What Types Of Businesses Can Raise EB-5 Capital?

Does a business have to be of a certain size, located in a certain area, or specialize in a certain industry to raise EB-5 capital? The answer is no.

There are no limitations on the size, type, or location of a business. However, it must be a for-profit business and any EB-5 investors' funding must be "at-risk". It's important for any business owner or project developer to understand how the EB-5 Program works before investing time into trying to raise capital.

An EB-5 immigration attorney can answer any questions regarding the nitty-gritty details and forms involved, but here are the basics.

In order for a business to raise EB-5 capital they must sponsor EB-5 investors for their green cards.

There are two types of EB-5 investors. One type of investor is interested in direct investment in a U.S. business as well as obtaining a green card. The other type of investors (the majority), are interested solely in the investment solely as a tool to obtain a green card.

With this in mind, it's usually difficult for small businesses to attract EB-5 investors because the majority of these investors are part of the second type, people only interested in the investment as a tool to obtain a green card.
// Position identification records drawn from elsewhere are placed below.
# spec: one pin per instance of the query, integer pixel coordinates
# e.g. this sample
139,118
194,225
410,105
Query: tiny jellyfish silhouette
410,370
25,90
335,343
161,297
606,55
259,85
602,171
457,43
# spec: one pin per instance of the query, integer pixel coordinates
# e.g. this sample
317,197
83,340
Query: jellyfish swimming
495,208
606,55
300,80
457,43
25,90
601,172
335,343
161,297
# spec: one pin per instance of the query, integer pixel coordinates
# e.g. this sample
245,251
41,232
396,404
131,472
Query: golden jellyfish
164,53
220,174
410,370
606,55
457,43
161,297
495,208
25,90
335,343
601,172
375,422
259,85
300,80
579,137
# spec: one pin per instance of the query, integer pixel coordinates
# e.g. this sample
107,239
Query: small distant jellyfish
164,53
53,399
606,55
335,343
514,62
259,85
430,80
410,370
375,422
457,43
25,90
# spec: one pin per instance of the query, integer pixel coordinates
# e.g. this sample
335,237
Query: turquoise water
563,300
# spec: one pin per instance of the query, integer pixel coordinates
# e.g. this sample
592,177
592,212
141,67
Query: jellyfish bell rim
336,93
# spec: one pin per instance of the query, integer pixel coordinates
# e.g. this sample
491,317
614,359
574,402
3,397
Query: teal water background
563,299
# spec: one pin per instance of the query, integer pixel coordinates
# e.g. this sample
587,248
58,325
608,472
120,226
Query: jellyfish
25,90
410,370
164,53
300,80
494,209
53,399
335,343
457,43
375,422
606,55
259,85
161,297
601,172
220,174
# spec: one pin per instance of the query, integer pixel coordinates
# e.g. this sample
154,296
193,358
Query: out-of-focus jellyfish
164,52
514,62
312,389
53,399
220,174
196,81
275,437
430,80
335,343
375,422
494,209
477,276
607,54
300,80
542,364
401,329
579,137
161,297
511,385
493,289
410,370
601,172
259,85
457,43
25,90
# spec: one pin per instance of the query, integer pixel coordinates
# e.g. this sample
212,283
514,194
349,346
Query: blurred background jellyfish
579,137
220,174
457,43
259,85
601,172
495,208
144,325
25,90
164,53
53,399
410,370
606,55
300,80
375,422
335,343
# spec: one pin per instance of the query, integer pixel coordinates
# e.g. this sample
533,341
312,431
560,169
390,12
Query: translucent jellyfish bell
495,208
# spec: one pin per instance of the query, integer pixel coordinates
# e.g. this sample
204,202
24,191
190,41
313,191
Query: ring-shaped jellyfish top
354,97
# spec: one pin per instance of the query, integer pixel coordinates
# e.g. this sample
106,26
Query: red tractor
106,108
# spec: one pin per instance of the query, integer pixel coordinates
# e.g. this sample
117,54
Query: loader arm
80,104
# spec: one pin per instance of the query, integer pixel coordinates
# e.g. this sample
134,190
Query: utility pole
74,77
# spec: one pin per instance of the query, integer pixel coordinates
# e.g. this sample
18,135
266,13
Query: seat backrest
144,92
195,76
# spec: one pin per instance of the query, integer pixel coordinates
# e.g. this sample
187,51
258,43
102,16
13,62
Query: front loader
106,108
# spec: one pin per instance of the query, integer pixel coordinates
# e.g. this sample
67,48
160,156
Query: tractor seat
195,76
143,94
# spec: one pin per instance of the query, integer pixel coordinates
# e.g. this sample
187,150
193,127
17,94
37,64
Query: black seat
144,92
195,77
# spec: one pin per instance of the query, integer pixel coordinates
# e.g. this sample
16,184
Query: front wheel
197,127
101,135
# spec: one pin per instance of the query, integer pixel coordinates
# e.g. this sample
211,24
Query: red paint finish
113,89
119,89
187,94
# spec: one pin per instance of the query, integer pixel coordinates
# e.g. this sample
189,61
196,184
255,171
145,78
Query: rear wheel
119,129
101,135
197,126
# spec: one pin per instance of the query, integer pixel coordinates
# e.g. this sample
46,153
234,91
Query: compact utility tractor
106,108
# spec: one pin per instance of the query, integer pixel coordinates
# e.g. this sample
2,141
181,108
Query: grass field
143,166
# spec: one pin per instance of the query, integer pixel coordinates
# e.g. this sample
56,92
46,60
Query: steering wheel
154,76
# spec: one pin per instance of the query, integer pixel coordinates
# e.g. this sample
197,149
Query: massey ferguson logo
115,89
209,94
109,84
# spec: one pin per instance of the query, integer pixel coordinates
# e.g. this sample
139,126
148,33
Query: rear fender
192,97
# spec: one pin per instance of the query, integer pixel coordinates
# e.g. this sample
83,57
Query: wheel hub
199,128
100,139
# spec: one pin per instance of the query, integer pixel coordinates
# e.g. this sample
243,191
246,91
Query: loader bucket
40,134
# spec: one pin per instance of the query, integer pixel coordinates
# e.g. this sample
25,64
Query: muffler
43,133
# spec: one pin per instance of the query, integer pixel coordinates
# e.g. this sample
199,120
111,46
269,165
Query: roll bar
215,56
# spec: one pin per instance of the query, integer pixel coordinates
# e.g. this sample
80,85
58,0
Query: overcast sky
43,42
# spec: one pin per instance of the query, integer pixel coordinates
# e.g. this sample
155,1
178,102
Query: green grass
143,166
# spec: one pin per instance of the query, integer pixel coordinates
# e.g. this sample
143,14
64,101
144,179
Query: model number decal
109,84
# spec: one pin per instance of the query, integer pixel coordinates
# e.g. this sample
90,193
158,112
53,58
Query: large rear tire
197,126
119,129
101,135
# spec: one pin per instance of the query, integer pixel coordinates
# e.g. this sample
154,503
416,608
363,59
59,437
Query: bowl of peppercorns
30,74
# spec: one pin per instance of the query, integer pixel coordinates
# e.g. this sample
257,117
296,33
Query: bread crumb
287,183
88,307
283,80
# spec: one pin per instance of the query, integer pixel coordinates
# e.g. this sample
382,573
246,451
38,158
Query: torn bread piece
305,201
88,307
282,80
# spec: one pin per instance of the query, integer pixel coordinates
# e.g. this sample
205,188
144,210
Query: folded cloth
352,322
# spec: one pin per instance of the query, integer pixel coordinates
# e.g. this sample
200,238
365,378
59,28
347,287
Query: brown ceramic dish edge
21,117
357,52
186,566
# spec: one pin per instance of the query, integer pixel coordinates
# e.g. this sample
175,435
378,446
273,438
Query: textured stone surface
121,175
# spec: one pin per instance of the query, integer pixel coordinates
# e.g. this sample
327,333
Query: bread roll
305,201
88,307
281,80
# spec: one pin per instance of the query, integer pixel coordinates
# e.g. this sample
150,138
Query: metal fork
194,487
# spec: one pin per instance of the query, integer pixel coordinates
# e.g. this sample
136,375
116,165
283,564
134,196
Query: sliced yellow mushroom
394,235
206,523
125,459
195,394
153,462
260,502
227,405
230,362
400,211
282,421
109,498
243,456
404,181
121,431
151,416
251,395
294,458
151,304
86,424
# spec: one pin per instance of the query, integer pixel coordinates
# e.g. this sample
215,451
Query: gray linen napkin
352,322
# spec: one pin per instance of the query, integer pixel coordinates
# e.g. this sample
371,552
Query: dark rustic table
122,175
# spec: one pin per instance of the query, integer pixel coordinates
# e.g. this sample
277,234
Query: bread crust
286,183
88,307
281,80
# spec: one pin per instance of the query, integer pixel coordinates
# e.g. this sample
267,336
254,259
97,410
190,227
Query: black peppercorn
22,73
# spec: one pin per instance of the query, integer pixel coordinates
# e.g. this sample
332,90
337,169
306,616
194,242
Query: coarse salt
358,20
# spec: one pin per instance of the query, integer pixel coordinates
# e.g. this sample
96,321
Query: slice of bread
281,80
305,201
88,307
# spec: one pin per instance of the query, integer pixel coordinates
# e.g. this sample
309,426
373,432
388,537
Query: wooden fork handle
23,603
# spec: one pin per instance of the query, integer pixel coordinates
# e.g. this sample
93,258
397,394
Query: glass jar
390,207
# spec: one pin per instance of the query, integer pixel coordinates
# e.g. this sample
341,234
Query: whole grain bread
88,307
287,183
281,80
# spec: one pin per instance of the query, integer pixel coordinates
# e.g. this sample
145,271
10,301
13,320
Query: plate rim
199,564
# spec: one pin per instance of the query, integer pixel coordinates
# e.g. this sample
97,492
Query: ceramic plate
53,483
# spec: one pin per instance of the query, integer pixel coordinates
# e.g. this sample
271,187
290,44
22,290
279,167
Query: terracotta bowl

In order for them to be approved for a green card by USCIS, these EB-5 investors must be credited with creating the requisite 10 jobs each. A small business, therefore, is limited in the amount EB-5 investors they can take on by the number of jobs their businesses can create. These small businesses also typically will have less of a job buffer than larger businesses, making them a more risky investment for EB-5 investors.

The EB-5 Program is job creation program. EB-5 investors must create jobs in order to receive a green card.

One way businesses of any type can raise EB-5 capital is by working with a regional center. A USCIS approved and designated regional center can take care of many of the documents and forms. They also can typically handle larger capital raises than a business working independently. In order to work with a regional center, businesses must do their due diligence and make certain that the regional centers they're interested in are approved to handle their business industry as well as their geographic location.